Figure 6.2: Example of predictions by sharing attributes. In this particular case, interactions are transferred for proteins having a 90% of sequence in at least their 90% of sequence length. Now, if you compare previous networks with the new ones you can observe they contain more nodes and edges. Again, select only those proteins linking at least 2 Alzheimer associated proteins or 2 diabetes proteins. Now, you observe a larger list of potential candidates to study the relation between Alzheimer and Diabetes. The number of nodes and edges obtained are: Table 6.4: Proteins included in each User Entity Set.

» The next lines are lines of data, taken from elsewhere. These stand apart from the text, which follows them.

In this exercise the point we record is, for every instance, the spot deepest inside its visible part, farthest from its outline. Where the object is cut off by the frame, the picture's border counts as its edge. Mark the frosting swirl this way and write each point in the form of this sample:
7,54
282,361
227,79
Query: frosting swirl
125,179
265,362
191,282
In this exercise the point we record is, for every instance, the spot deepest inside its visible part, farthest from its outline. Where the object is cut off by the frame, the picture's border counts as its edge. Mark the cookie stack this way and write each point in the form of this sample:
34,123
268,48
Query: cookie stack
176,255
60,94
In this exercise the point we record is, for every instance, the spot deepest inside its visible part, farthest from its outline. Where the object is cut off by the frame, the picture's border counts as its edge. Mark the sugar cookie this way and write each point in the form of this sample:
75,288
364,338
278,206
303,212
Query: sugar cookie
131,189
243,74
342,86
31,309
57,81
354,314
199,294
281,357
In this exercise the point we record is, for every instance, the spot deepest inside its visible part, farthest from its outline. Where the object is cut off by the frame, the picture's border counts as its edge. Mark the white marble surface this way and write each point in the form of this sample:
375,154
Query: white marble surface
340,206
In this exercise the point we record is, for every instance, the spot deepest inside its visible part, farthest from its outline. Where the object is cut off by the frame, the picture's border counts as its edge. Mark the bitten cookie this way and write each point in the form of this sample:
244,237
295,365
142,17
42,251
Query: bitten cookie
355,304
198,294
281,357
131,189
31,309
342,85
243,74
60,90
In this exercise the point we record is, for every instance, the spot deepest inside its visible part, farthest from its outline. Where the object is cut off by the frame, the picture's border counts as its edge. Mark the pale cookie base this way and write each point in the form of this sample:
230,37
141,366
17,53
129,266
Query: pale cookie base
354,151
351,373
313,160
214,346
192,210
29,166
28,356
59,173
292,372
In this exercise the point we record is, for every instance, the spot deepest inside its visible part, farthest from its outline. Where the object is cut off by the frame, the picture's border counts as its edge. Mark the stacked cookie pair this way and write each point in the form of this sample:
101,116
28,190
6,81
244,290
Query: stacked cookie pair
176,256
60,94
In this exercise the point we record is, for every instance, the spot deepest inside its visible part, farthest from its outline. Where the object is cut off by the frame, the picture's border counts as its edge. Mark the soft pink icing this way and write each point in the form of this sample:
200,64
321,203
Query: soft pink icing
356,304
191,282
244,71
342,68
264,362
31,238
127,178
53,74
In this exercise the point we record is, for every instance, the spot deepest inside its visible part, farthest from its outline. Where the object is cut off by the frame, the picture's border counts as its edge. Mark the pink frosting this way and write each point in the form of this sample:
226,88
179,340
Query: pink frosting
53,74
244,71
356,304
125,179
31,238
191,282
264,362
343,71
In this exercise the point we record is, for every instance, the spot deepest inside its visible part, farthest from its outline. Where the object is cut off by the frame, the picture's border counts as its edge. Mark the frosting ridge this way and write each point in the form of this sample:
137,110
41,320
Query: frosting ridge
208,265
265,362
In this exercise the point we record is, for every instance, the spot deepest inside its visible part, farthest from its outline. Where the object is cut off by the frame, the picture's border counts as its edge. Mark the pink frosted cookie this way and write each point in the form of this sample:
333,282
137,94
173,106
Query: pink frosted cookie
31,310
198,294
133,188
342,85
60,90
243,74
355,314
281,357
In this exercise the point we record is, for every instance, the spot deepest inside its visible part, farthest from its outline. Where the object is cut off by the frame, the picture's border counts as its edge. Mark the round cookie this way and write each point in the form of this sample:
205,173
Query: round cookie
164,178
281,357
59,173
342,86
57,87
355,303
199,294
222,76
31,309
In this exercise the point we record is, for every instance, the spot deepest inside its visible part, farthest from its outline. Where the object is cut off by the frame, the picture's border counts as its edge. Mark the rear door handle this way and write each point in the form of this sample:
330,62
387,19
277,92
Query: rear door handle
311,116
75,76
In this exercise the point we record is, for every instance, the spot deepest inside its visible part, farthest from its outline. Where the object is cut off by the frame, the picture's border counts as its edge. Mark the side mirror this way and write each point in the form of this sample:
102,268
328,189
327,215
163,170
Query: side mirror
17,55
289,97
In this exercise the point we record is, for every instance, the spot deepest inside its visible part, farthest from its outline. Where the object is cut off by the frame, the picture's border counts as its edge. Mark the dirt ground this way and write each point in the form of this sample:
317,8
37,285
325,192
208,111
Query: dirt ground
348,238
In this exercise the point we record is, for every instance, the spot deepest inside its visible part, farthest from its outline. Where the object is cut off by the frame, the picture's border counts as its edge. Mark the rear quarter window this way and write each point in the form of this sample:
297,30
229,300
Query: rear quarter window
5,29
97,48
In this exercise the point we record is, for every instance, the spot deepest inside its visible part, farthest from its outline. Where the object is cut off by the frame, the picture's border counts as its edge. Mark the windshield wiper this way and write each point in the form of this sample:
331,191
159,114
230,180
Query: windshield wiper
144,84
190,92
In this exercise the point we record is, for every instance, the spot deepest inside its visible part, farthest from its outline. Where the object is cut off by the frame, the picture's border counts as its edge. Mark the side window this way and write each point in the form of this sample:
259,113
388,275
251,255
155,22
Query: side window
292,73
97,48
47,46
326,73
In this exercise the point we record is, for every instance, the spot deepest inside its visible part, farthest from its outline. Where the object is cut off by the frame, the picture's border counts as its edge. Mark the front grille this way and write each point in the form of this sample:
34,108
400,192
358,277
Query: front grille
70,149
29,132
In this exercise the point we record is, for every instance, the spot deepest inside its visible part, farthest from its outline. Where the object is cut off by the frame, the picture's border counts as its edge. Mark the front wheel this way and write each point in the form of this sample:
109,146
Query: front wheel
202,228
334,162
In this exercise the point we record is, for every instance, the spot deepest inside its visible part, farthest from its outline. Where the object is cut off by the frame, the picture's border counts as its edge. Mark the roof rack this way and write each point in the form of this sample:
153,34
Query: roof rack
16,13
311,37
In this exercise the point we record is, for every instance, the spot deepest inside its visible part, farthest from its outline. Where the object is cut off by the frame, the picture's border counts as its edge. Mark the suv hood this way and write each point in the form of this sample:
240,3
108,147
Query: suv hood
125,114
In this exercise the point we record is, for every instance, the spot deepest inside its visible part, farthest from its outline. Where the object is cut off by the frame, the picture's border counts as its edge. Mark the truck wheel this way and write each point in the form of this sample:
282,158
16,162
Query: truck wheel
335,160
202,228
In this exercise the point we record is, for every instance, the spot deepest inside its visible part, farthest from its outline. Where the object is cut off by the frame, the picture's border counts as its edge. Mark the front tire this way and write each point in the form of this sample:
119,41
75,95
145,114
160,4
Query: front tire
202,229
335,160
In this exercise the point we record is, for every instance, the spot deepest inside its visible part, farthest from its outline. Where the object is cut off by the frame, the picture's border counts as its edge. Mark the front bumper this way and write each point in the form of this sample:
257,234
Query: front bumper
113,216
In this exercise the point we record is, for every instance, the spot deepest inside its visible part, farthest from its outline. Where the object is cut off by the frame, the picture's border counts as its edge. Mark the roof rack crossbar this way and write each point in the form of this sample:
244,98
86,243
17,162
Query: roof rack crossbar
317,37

User Entity Set Name	Number of User Entities	Number of interactions
alzheimer_0	74	0
diabetes_0	169	0
alzheimer_1	3466	3866
diabetes_1	6987	16447
intersection_1	2894	6846
intersection_1_linking	221	81

A visual inspection on the list (looking at function, description, disease, etc) yielded some new interesting candidates to be evaluated, such as calreticulin or drebrin. For example, chaperone calreticulin appeared to have a possible mediating relation with AD [Taguchi et al, Acta Neuropathol, 2000] and with insulin receptors [Bass et al., The Journal of Cell Biology, 1998]. Also drebrin has been related with both AD and diabetes [Burdo et al,. Neurobiology of aging, 2008].